Holidays as focal points

I don’t like Christmas holidays. I mean I have nothing against Christmas and New Year – they are wonderful festivals. I don’t like Christmas holidays because it’s one week in the year when pretty much the entire world has holidays.

And this makes it difficult to plan a holiday. Unless you’ve planned British-style and booked your hotel three months in advance, it is not easy to get room in quality hotels anywhere at this time of the year.

It is similar with the holidays around Dasara in October. It may not be a worldwide phenomenon like Christmas is, but it is a phenomenon that affects a large portion of India. And that makes it hard, once again, to plan holidays and go to places that are not going to be inundated with tourists.

In contrast, I love summer holidays because they are so long (between two and three months depending upon your school) that not everyone goes for vacation at the same time. Consequently, unless you go around long weekends (such as Easter or May Day), places are easier to get and not as crowded as well.

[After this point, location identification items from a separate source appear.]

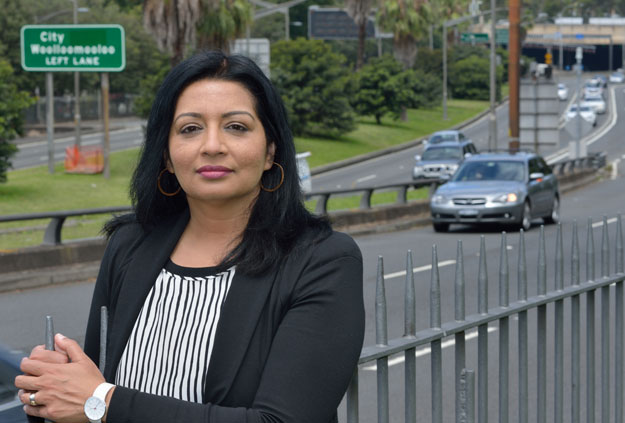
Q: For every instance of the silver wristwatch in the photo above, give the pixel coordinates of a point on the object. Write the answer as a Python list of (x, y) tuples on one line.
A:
[(95, 406)]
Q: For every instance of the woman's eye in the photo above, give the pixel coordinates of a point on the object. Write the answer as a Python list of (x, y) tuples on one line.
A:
[(189, 129), (237, 127)]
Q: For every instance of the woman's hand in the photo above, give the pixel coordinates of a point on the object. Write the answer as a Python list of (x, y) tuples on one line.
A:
[(61, 380)]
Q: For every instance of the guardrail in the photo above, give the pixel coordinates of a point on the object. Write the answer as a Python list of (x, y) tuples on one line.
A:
[(611, 377), (52, 235)]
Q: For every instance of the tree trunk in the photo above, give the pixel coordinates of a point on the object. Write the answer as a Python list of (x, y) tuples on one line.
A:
[(362, 28), (405, 50)]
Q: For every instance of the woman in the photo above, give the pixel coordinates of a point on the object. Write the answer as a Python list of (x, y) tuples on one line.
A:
[(228, 301)]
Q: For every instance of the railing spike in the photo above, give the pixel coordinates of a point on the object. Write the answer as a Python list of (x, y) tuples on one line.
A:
[(381, 334), (435, 292), (542, 263), (590, 252), (504, 279), (482, 280), (459, 283), (522, 269), (575, 279), (559, 259), (409, 299)]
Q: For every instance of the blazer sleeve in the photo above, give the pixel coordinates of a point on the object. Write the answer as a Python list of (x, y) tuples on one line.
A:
[(312, 358)]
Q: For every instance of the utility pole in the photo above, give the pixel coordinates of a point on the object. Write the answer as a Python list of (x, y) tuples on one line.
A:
[(76, 88), (514, 68)]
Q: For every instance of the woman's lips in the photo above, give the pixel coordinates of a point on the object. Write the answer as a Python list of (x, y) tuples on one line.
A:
[(214, 172)]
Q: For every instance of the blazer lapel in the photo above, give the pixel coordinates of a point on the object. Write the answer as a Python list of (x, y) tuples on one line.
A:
[(238, 321), (142, 272)]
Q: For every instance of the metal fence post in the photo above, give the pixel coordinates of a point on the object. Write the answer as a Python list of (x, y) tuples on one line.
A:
[(410, 370), (435, 346), (482, 337), (381, 339), (504, 301), (460, 350), (522, 341)]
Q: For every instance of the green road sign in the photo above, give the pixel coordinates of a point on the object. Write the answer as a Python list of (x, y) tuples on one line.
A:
[(502, 36), (84, 48), (474, 37)]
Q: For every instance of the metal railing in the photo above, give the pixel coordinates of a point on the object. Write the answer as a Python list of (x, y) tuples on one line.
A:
[(464, 378)]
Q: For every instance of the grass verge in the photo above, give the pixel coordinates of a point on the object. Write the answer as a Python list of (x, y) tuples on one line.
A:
[(35, 190)]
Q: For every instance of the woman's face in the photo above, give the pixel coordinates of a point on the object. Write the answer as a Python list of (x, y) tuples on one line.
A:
[(217, 145)]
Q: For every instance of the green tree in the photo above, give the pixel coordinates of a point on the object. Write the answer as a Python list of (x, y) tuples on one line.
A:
[(384, 87), (315, 86), (12, 105), (408, 21)]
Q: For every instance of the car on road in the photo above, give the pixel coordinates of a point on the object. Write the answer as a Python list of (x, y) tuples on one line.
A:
[(593, 87), (500, 187), (448, 135), (11, 408), (563, 91), (617, 77), (596, 103), (587, 113), (442, 159)]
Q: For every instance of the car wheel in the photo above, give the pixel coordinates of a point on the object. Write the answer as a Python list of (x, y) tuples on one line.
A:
[(554, 217), (526, 217), (440, 227)]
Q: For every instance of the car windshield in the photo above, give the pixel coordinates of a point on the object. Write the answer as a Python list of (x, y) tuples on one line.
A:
[(442, 137), (490, 171), (442, 153)]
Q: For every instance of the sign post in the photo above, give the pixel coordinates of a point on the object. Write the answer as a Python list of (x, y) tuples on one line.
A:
[(73, 48)]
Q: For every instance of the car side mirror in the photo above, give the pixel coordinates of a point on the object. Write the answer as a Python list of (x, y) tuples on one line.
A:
[(536, 176)]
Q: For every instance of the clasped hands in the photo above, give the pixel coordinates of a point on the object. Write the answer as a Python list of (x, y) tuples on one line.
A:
[(61, 381)]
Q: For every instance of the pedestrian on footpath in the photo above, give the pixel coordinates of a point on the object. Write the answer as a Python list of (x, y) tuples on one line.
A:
[(228, 301)]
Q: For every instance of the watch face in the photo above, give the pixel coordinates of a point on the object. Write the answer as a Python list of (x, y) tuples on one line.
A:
[(95, 408)]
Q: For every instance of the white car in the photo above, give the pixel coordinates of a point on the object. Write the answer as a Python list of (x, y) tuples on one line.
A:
[(617, 78), (586, 112), (595, 103), (563, 92)]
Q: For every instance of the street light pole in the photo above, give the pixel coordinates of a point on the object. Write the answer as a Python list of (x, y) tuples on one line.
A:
[(76, 87)]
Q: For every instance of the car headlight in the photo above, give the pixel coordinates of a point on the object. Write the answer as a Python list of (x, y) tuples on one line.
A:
[(439, 199), (510, 197)]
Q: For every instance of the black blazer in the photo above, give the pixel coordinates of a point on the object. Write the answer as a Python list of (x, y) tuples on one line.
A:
[(286, 345)]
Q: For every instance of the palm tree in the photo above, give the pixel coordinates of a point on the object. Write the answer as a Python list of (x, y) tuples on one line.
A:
[(223, 21), (408, 20), (173, 24), (359, 11)]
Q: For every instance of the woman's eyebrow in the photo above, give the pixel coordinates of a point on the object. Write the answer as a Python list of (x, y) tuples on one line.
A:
[(237, 112), (191, 114)]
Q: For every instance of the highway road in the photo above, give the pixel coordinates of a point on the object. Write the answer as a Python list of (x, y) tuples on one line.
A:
[(22, 312)]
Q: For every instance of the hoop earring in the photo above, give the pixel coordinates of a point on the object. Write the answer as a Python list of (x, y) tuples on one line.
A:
[(281, 179), (160, 188)]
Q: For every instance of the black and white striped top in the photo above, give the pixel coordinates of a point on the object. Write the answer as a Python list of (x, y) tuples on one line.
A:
[(171, 343)]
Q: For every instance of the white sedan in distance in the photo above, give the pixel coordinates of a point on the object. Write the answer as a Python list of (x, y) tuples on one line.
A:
[(586, 112)]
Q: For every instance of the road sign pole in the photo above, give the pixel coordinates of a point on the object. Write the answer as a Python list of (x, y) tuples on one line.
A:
[(50, 120), (105, 115)]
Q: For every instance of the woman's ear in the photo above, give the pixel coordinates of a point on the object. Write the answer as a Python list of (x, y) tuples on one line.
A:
[(271, 153)]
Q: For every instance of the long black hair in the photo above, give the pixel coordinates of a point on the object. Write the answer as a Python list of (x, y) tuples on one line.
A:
[(276, 218)]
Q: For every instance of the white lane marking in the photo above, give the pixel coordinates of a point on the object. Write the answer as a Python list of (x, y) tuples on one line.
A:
[(597, 224), (615, 169), (426, 350), (365, 178), (419, 269)]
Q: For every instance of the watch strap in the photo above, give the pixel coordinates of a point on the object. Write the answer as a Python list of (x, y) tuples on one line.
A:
[(103, 389)]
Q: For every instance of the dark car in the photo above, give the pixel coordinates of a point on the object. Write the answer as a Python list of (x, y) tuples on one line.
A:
[(11, 408), (509, 188), (451, 135), (442, 159)]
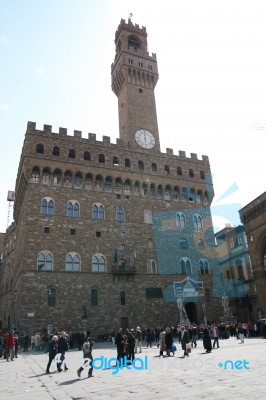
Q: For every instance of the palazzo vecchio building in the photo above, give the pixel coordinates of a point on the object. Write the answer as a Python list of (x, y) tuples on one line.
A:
[(102, 231)]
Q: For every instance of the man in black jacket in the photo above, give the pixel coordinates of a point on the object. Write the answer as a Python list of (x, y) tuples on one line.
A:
[(53, 350), (62, 348)]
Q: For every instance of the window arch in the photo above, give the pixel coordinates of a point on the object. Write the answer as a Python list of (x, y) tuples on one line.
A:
[(120, 214), (87, 156), (98, 211), (47, 206), (166, 169), (180, 220), (179, 171), (191, 173), (141, 165), (101, 158), (183, 243), (72, 262), (35, 175), (68, 178), (73, 209), (46, 175), (204, 267), (94, 297), (122, 298), (45, 261), (185, 265), (115, 161), (56, 151), (154, 167), (151, 266), (57, 177), (39, 148), (98, 263), (197, 221), (51, 293), (71, 153), (147, 217)]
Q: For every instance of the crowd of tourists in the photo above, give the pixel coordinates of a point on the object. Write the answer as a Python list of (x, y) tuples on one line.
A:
[(128, 342)]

Until we had a kid, we tried as much as possible in being contrarian with our holidays – go when nobody else is going. Now that we have a kid (though not too big, but she goes to school), we tend to look at the school holidays as anchors as to when to go for a vacation. The last two holidays (the Dasara holidays in October and the Christmas holidays starting later today) have been a bit of a washout on that count because on both counts we didn’t plan early enough (and even if we did, we can expect pretty much every place to be choc-a-bloc with tourists in these times).

On the other hand, in August, the daughter’s school gave a week off at a time when pretty much no other school in the country had given vacations. That was brilliant, and we did a beautiful holiday then, booking less than a month in advance but getting a great but non-crowded place. Then again, I guess my daughter’s classmates who have siblings in other schools would have faced problems at that point in time.

In any case, going forward, we’ve decided to do what parents of other young children tend to do – not bother about child’s classes or “attendance” and go for holidays whenever.

We should simply stop planning holidays when everyone else is planning holidays!

Thirty to twenty nine

I turned twenty nine today. Yesterday to be precise; I see the clock has just ticked past midnight. And I’m sensing that my “project thirty”, where I had decided to not take up a full time job until I turn thirty and do “all the things I ever wanted to do”, is already in trouble.

Sensing that over the last two months of joblessness I hadn’t been spending my time usefully (Parkinson’s law and all that), I decided to sit down today and make a list of all those things that I’ve ever wanted to do and haven’t been able to, which I want to do before I’m thirty. It took me a couple of hours maybe, maybe a little less than that. At the end of it, I had a grand two page bullet-pointed word document to show for my efforts. To be honest, it looked rather skinny.

I started a (time) budgeting and planning exercise, and figured out how much time I would need to do all that. Apart from a few big holidays I’ve planned, I realized that the rest of the activities can actually be worked around a “normal” work schedule, as long as I don’t take up a job that will eat away all my time. Yes, the list of “things I always wanted to do” include entrepreneurship and freelancing, but again, bereft of concrete ideas I’ve started getting doubts if this is the right time to do that. Things are quite unclear right now.

I’m more open to taking up a full time job now than I was a week or so back. I need to not make the mistake again of taking up something that I’m not suited for, or something that won’t inspire me, or something that wouldn’t allow me to do the other things that I’ve wanted to do. Again, I personally don’t mind a “portfolio life” also, where I have a couple of part time gigs rather than a full time job. Ideally, something that would allow me the time and mind space to do my side projects on the side, while also generating some revenue.

I know I want to live in Bangalore. I know that I don’t want to take up an offshored job again (a mistake I’ve done twice in the past; not something I would want to repeat, ever). I have a reasonable idea about the kind of work I want to do, though I’m quite flexible about it. I want to do something that I feel for and be proud of doing – something more than just a “CMP”. And again, something that gives me the time and space to do my own things also. And yes, I know it’s going to be hard to find something to fit these constraints (Bangalore and non-offshored reduces the sample space quite a bit, I know). And I’ll continue my Project Thirty while I seek to find something on these lines, I guess.

Or maybe I’m giving up too early. Or maybe not, that I’m just being pragmatic. Maybe I’m bowing to pressures, both internal and external. Maybe I’m just taking a rational decision. Nevertheless,

I shall not take up a job that I won’t be proud doing.

I shall not take up an offshored job.

I shall not give up on the agenda of project thirty, which is quite exhaustive. It remains a priority.

I want to have a fulfilling life, and not feel like I’m wasting time.

I’m going to keep my mind sane, and try not to succumb to pressures.